Sejumlah anggota DPRD MBD yang disebut berada di tempat saat peristiwa berlangsung turut hadir sebagai saksi. Selain itu, jaksa penuntut umum dan penyidik kepolisian mengikuti langsung jalannya rekonstruksi guna mencocokkan keterangan para tersangka dengan fakta lapangan.

Kepala Satuan Reserse Kriminal Polres MBD, Boyke Nanulaita, mengatakan rekonstruksi dilakukan untuk memperjelas peran masing-masing pihak serta memastikan penerapan pasal yang tepat.

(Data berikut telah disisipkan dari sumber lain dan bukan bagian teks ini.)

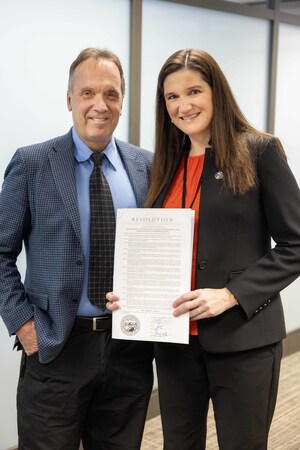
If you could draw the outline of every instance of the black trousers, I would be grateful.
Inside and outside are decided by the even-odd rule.
[[[153,345],[74,327],[59,356],[23,352],[20,450],[138,450],[153,384]]]
[[[266,450],[282,343],[212,354],[189,345],[154,345],[164,450],[204,450],[209,399],[220,450]]]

“Dari hasil rekonstruksi ini akan kami dalami lagi untuk menentukan apakah unsur yang terpenuhi masuk dalam Pasal 170 KUHP tentang pengeroyokan, Pasal 351 KUHP tentang penganiayaan, atau pasal lain yang relevan,” ujarnya kepada wartawan.

Menurut Boyke, keterlibatan sejumlah saksi mata, termasuk anggota DPRD, menjadi bagian penting dalam mengurai konstruksi peristiwa. Penyidik, kata dia, berupaya menyandingkan setiap adegan dengan keterangan saksi dan barang bukti agar berkas perkara dapat segera dilimpahkan ke kejaksaan.

Kasus ini menyita perhatian publik Maluku Barat Daya karena menyangkut kekerasan terhadap jurnalis yang tengah menjalankan tugas peliputan. Sejumlah kalangan menilai proses hukum berjalan lamban dan mendesak aparat bertindak transparan.

Boyke menyampaikan apresiasi atas dukungan berbagai pihak selama proses rekonstruksi berlangsung. Ia memastikan kepolisian berkomitmen menuntaskan perkara tersebut secara profesional.

“Kami berharap perkara ini dapat segera memperoleh kepastian hukum sehingga memberikan rasa keadilan, baik bagi korban maupun para tersangka”, katanya.

Rekonstruksi yang berlangsung lebih dari dua jam itu berjalan relatif tertib. Aparat kepolisian menutup sebagian area halaman DPRD untuk menghindari kerumunan warga. Hingga berita ini diturunkan, penyidik masih mendalami hasil rekonstruksi untuk melengkapi berkas perkara sebelum dilimpahkan ke tahap berikutnya, namun publik tetap menanti kepastian hukum atas tindakan yang dialami oleh oknum jurnalis di Maluku Barat Daya itu.